Markíza
- Logo used since 2022
- Country: Slovakia
- Transmitters: cable, satellite, IPTV, DVB-T
- Headquarters: Záhorská Bystrica, Bratislava

Programming
- Language: Slovak
- Picture format: 1080i HDTV

Ownership
- Owner: Markíza – Slovakia, spol. s r.o. (CME, owned by PPF Group)
- Sister channels: Markíza Doma Markíza Dajto Markíza KRIMI Markíza Klasik Markíza International

History
- Launched: 31 August 1996; 29 years ago
- Founder: Pavol Rusko

Links
- Website: markiza.sk tnlive.sk

Availability

Terrestrial
- DVB-T: MUX 4 (HD) (Pay)

Streaming media
- Archív Markíza: Watch live (Slovak only)
- Voyo: Voyo

= Markíza =

Slovak television channel

Markíza (also known as Televízia Markíza) is a Slovak television channel launched on August 31, 1996. The channel was founded by a later politician Pavol Rusko, and is now part of the Central European Media Enterprises (CME). It also operates television channels Doma (since 2009), Dajto (since 2012), Markíza International (since 2016), Markíza KRIMI (since 2022), and Markíza Klasik (since 2024).
In 2020, CME was bought out by Peter Kellner's investment group PPF. PPF is therefore the new owner of TV Markíza.

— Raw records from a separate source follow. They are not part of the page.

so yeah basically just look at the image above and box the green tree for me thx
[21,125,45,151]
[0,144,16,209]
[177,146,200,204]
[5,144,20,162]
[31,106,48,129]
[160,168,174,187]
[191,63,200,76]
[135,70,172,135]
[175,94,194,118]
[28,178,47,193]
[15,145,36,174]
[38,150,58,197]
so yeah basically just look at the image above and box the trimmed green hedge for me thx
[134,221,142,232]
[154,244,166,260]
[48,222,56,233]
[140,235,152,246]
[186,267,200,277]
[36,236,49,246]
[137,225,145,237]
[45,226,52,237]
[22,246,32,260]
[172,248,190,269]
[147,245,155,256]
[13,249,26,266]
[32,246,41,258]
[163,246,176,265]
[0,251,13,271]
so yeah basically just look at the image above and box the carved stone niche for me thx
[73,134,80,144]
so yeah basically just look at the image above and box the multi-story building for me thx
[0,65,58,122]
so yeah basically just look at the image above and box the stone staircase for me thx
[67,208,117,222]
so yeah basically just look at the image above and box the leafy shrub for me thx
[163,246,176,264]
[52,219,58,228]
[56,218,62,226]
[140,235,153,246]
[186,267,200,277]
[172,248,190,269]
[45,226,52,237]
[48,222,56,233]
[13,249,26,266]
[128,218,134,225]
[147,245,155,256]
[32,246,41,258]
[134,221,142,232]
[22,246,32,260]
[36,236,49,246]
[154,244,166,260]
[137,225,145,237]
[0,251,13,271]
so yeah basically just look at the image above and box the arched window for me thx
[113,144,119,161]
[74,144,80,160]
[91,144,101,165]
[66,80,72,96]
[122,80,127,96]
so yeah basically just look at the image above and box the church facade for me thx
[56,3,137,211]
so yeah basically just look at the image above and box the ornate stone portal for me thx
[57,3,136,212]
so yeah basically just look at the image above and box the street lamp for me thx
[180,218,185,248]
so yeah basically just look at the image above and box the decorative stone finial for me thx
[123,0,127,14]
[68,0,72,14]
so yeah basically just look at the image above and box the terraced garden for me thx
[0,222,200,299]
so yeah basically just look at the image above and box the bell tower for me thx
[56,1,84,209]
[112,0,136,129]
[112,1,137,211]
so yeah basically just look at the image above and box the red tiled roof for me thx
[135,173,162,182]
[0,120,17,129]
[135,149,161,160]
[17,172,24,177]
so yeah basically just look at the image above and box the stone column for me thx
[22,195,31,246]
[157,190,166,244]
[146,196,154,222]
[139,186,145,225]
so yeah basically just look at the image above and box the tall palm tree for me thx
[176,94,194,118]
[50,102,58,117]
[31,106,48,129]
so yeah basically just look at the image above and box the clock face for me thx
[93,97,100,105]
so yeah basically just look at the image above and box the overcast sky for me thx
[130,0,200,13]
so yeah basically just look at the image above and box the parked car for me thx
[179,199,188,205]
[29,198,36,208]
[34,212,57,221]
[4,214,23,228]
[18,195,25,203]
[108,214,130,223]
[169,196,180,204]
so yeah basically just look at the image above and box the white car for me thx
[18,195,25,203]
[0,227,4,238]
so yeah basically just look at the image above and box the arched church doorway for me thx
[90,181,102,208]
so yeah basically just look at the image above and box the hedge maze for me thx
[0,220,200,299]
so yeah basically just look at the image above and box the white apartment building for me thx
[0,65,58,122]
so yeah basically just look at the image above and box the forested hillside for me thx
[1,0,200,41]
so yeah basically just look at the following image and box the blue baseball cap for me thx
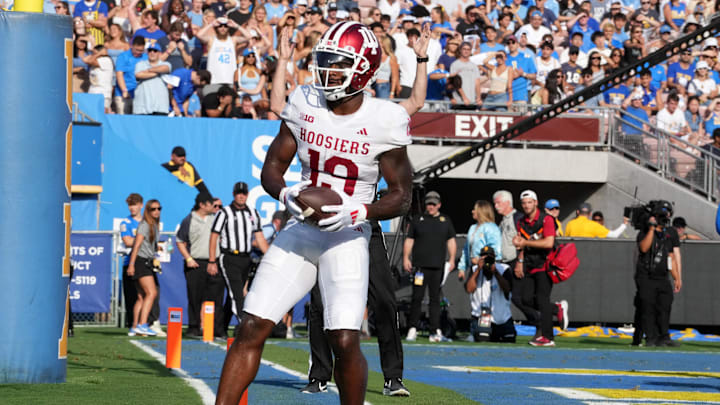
[545,199,560,209]
[399,8,412,15]
[531,10,542,18]
[660,25,672,34]
[147,42,162,52]
[243,48,255,57]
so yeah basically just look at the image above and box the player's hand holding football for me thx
[319,190,367,232]
[279,180,312,221]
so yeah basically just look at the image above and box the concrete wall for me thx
[386,234,720,326]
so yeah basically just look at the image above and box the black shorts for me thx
[133,258,155,280]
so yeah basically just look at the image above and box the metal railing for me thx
[609,109,719,200]
[413,100,718,201]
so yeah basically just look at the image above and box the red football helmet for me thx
[312,22,382,101]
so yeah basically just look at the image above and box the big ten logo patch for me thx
[250,135,302,224]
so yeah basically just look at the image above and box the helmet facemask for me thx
[311,49,374,101]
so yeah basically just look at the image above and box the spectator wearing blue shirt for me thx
[428,68,451,100]
[120,193,144,331]
[171,69,211,116]
[602,81,630,107]
[430,6,455,49]
[508,0,529,23]
[636,70,661,114]
[620,91,650,158]
[667,49,695,95]
[133,43,172,115]
[569,11,599,53]
[611,13,628,49]
[479,26,505,54]
[704,98,720,136]
[505,35,537,103]
[114,36,148,114]
[187,0,205,27]
[131,9,167,49]
[73,0,109,45]
[649,63,667,91]
[264,0,287,25]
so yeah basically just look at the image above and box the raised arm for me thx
[270,27,295,116]
[399,23,431,115]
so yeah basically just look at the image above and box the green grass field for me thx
[1,327,718,405]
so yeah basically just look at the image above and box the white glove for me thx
[279,180,312,221]
[318,190,368,232]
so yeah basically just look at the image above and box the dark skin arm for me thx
[261,123,413,220]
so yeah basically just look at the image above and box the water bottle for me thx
[166,237,174,255]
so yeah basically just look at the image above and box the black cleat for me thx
[300,379,328,394]
[383,378,410,396]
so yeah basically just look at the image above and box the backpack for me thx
[544,243,580,283]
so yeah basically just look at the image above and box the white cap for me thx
[249,29,260,38]
[295,0,308,5]
[216,17,229,24]
[336,9,349,19]
[631,90,643,100]
[520,189,537,201]
[403,15,417,22]
[704,37,718,48]
[697,60,710,70]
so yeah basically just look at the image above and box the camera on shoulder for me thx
[623,200,673,230]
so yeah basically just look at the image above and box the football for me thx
[295,187,343,225]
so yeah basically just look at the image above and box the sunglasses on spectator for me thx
[641,1,650,3]
[218,23,228,27]
[148,49,160,53]
[633,30,642,33]
[612,53,621,57]
[556,74,563,78]
[213,204,222,208]
[150,206,162,211]
[591,56,600,60]
[549,207,560,211]
[507,40,516,44]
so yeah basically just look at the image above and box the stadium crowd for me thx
[7,0,719,151]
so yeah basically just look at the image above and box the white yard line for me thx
[129,340,216,405]
[207,340,373,405]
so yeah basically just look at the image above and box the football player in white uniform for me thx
[216,22,430,405]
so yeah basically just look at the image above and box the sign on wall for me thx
[70,233,112,313]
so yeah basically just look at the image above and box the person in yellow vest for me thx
[161,146,210,194]
[565,202,629,238]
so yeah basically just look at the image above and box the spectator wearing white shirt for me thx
[378,0,402,22]
[515,10,552,48]
[395,27,420,98]
[657,92,691,142]
[534,41,561,93]
[85,45,115,112]
[687,60,718,105]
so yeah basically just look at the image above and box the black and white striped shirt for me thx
[211,204,262,254]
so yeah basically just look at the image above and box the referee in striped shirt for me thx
[208,182,269,335]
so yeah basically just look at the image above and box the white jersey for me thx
[207,37,237,84]
[281,85,411,204]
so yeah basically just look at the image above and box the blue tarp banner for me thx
[70,233,112,313]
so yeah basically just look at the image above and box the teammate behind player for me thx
[215,22,430,405]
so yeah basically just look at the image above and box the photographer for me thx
[633,201,682,347]
[465,246,516,343]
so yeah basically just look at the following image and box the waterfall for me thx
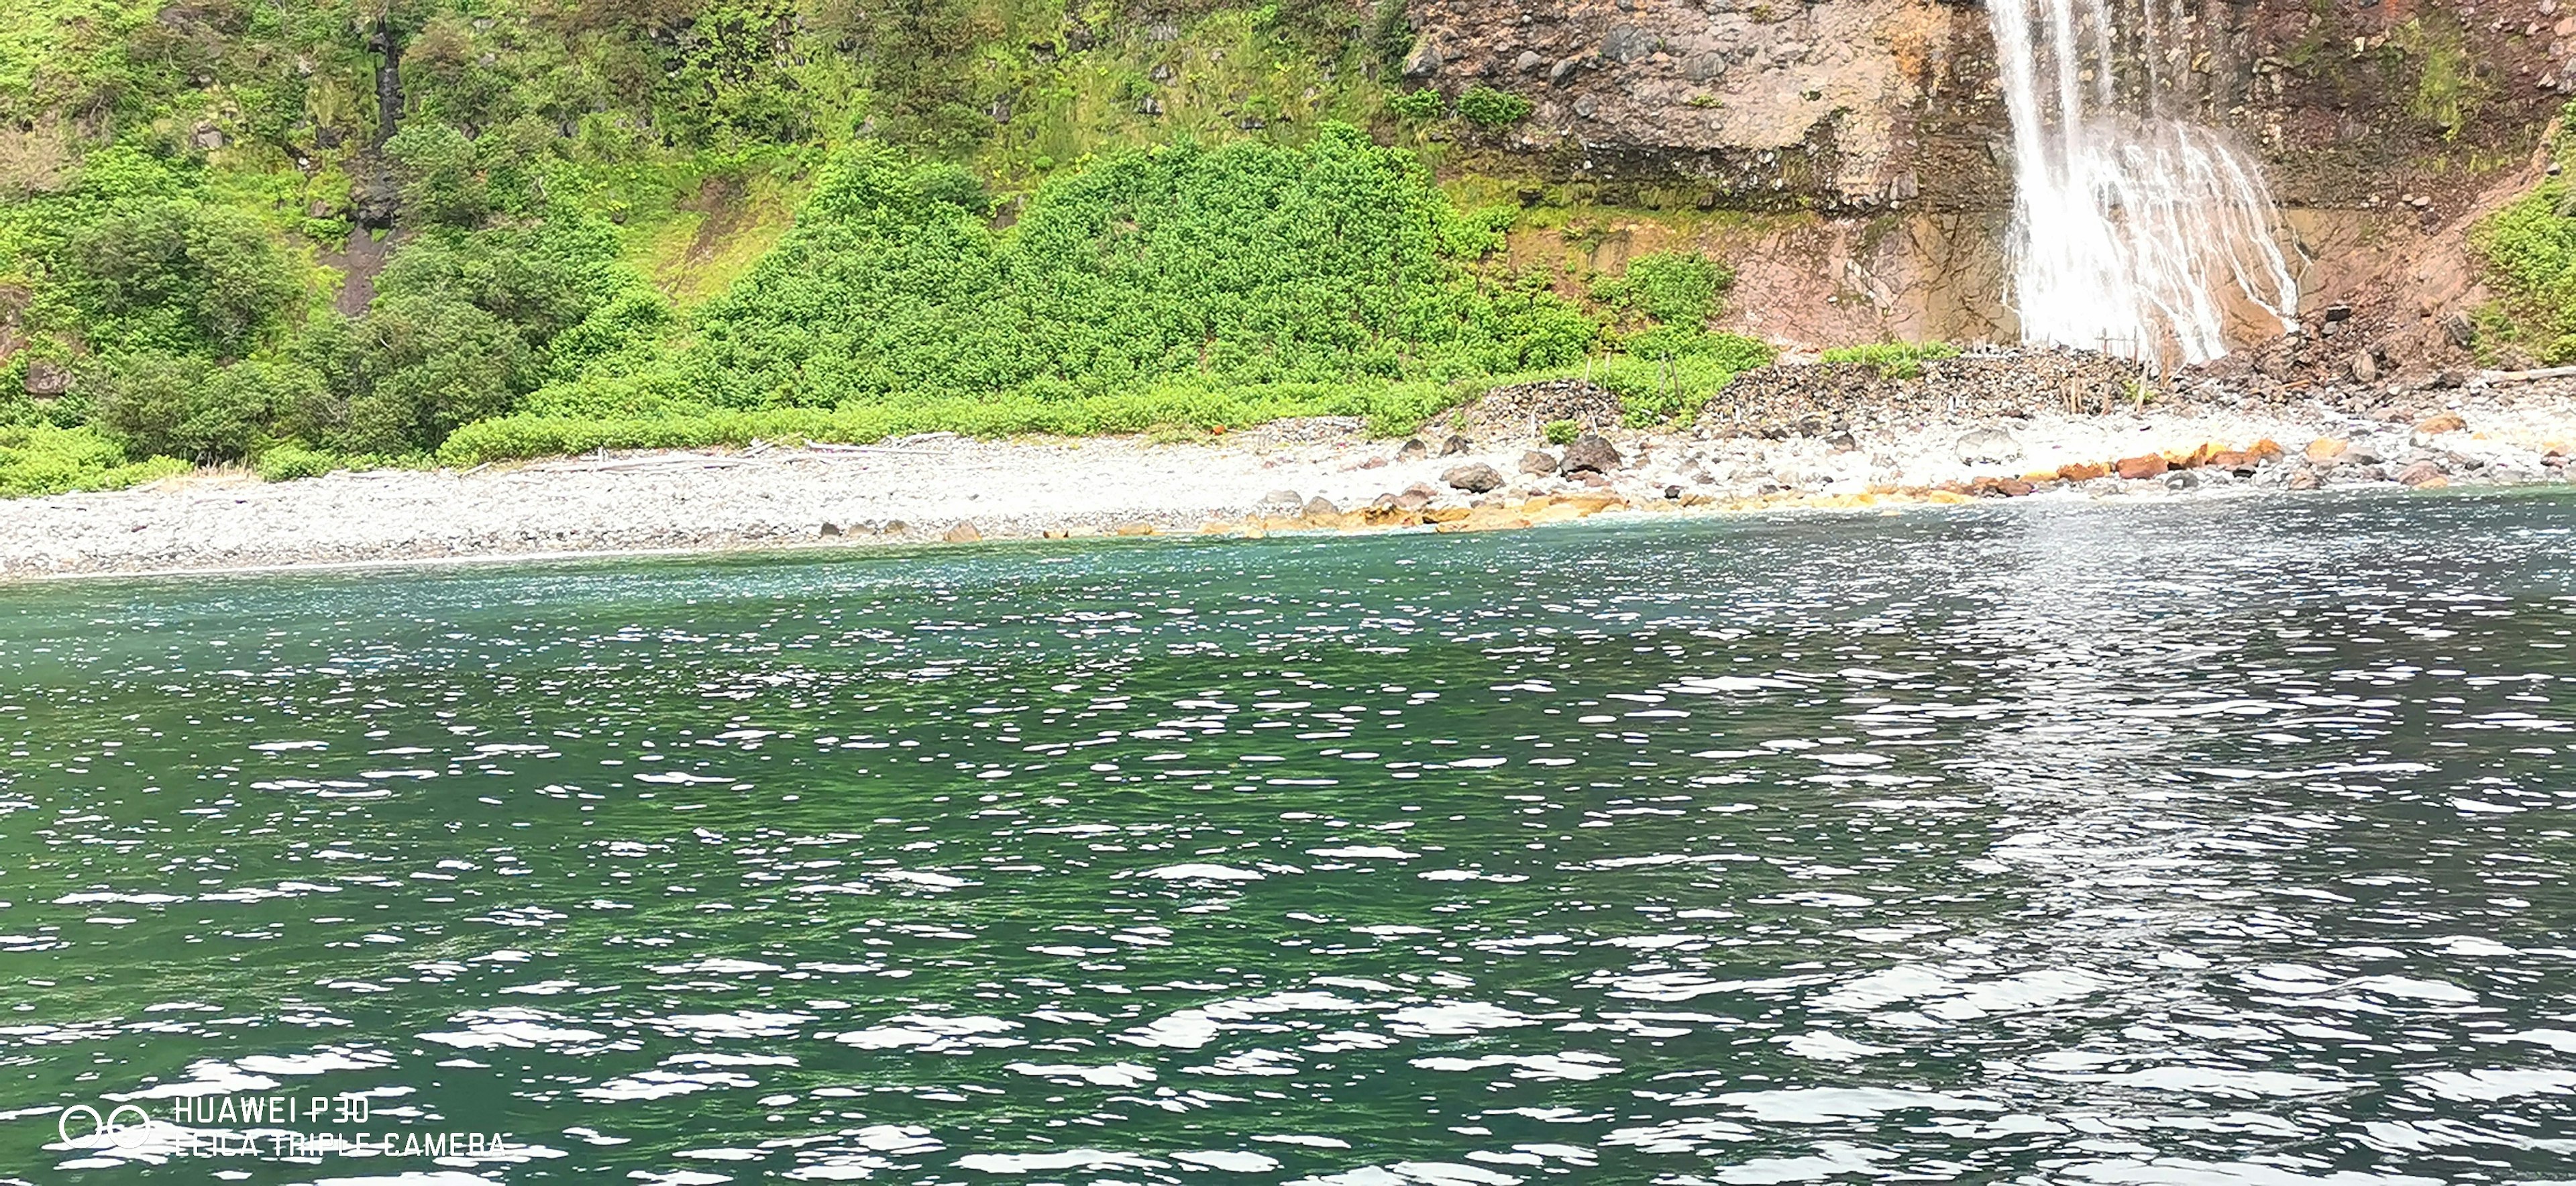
[1985,0,2300,368]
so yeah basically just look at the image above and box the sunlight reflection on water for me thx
[2,490,2573,1183]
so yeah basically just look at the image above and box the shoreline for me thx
[4,384,2571,584]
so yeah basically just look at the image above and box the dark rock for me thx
[1403,40,1442,78]
[882,520,908,534]
[819,523,843,537]
[1395,487,1434,510]
[22,359,70,396]
[1518,449,1559,475]
[1442,463,1504,492]
[1395,438,1428,462]
[1662,484,1683,500]
[1560,433,1622,476]
[2440,311,2477,349]
[2165,470,2199,491]
[1439,435,1472,456]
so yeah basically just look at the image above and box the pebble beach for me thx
[3,368,2570,581]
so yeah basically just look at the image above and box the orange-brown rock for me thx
[2304,437,2348,461]
[1424,506,1472,523]
[2247,438,2284,460]
[1360,505,1422,527]
[2056,461,2108,481]
[1114,521,1157,536]
[2164,442,2218,468]
[2416,412,2467,435]
[2114,454,2168,480]
[2206,450,2257,474]
[943,521,983,543]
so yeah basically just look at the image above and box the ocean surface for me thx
[3,490,2573,1185]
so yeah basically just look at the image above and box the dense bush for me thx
[0,423,189,497]
[91,353,327,463]
[637,125,1596,412]
[48,197,305,360]
[2467,103,2576,363]
[1386,89,1444,120]
[1455,86,1534,127]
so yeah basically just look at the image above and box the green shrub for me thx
[2470,121,2576,366]
[1543,418,1578,445]
[438,377,1470,466]
[1592,251,1733,329]
[0,424,189,498]
[656,126,1594,412]
[1820,340,1962,378]
[384,121,490,228]
[1455,87,1534,127]
[1387,89,1445,121]
[50,198,306,360]
[91,353,330,464]
[1600,332,1775,426]
[254,441,336,482]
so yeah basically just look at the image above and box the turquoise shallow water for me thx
[3,492,2574,1185]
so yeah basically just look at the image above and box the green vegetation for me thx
[0,0,1768,495]
[1455,87,1534,128]
[1387,90,1446,121]
[1582,251,1772,427]
[2392,17,2489,143]
[1821,340,1962,379]
[0,424,188,497]
[1543,418,1580,446]
[2469,103,2576,364]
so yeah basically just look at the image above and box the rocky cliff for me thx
[1401,0,2569,368]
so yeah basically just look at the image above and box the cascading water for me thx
[1986,0,2300,368]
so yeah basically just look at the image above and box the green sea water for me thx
[3,492,2573,1184]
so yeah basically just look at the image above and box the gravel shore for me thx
[3,380,2571,582]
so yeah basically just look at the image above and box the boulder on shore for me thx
[1440,435,1472,456]
[1443,463,1504,492]
[1519,449,1559,475]
[1301,496,1340,518]
[1395,438,1428,462]
[1561,433,1622,476]
[1955,427,2023,465]
[2114,454,2167,480]
[944,521,982,543]
[2396,460,2449,488]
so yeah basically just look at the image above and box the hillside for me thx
[1,0,2572,494]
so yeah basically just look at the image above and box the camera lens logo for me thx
[58,1103,153,1146]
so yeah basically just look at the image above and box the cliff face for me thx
[1404,0,2569,364]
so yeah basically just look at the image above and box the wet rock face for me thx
[1406,0,1985,209]
[1401,0,2561,212]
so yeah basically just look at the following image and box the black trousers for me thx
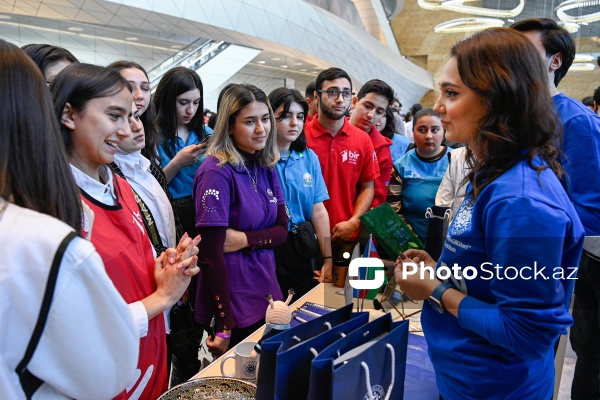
[173,196,196,237]
[274,233,318,304]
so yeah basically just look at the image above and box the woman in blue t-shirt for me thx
[394,28,584,400]
[392,108,450,242]
[154,66,208,237]
[268,87,332,301]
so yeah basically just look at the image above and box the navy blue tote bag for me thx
[255,303,367,400]
[272,312,369,399]
[308,313,409,400]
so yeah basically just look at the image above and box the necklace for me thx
[243,164,258,192]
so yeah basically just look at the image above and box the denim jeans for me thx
[570,250,600,400]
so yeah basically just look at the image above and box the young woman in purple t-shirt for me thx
[193,84,288,357]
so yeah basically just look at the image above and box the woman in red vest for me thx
[50,63,200,400]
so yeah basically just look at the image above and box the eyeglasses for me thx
[317,89,354,100]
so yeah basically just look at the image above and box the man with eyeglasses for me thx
[348,79,394,208]
[511,18,600,400]
[305,67,379,261]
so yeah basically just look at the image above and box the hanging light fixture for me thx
[573,53,595,62]
[569,63,596,71]
[434,17,505,33]
[560,22,581,32]
[441,0,525,18]
[417,0,445,11]
[556,0,600,24]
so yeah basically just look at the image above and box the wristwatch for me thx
[428,283,454,314]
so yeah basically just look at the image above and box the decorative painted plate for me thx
[157,377,256,400]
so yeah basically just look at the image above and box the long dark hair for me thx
[108,60,161,166]
[268,87,308,152]
[50,63,131,157]
[450,28,562,201]
[379,106,395,139]
[0,40,81,230]
[154,67,206,159]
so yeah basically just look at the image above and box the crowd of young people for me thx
[1,16,597,400]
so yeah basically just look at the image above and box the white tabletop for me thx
[192,282,423,379]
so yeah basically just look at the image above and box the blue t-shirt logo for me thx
[451,202,473,236]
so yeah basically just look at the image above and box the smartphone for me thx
[199,135,209,144]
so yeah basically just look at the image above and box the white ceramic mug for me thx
[220,342,259,382]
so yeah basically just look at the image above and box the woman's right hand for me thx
[142,249,200,320]
[175,143,207,166]
[154,249,200,305]
[398,249,437,268]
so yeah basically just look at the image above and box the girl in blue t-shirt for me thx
[394,28,584,400]
[154,66,208,237]
[268,87,332,301]
[392,108,450,242]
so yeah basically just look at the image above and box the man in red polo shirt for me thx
[349,79,394,208]
[305,67,379,258]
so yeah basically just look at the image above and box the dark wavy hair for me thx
[1,40,81,230]
[154,67,205,159]
[510,18,575,87]
[356,79,395,104]
[315,67,352,91]
[50,63,132,157]
[21,43,78,80]
[450,28,563,201]
[268,87,309,152]
[108,60,161,166]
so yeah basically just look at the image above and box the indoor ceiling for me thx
[390,0,600,104]
[1,0,598,102]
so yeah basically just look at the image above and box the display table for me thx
[193,282,423,379]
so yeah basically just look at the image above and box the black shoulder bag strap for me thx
[110,162,168,254]
[15,231,78,399]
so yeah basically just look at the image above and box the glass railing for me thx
[184,41,230,72]
[148,38,217,89]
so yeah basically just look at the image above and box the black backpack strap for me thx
[15,231,78,399]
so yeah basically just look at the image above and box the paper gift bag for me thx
[273,312,369,400]
[255,303,366,400]
[308,313,409,400]
[424,206,451,261]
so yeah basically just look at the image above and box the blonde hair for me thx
[208,84,279,168]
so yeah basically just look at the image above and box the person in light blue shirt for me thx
[268,87,332,302]
[153,66,209,385]
[154,67,208,237]
[393,108,451,242]
[394,28,584,400]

In addition to its news and local programs, TV Markíza has broadcast rights to a variety of popular American and European films and series.

TV Markíza's programming is also available through the Slovak streaming service Voyo, mobile applications.

The General Director of CME's operations in Slovakia is Peter Gažík.

==Etymology==
The name of the channel, Markíza (Marquise), in the words of its director in 2008, evoked "freshness, glamour, prestige", which was seen as something "out of the ordinary".

==History==
"Markiza is a daughter of the HZDS", said Emília Boldišová, who led the license drive, which refused to give a license to Pavol Rusko because he hid the co-owner from abroad, Sylvia Volzová. The committee in December 1994 issued a license to Markíza – Slovakia, Blatné, spol. s. r. o. which was awarded on 7 August 1995. According to Boldišová, thanks to the then president of the Slovak National Council Ivan Gašparovič, his assistant Ľuboš Jurík and Oľga Keltošová.

==CME Content Academy==
In 2022, Markíza and TV Nova, in cooperation with The Television Institute Brno, launched CME Content Academy. The scholarship program is funded by Central European Media Enterprises, to which both TV Nova and Markíza belong. The Academy's two-year course is designed to provide participants with a grounding across various film-making disciplines, enabling students to become TV professionals.

The practice is divided according to the production scheme of TV Nova and Markíza and takes place in Brno, Prague, and Bratislava.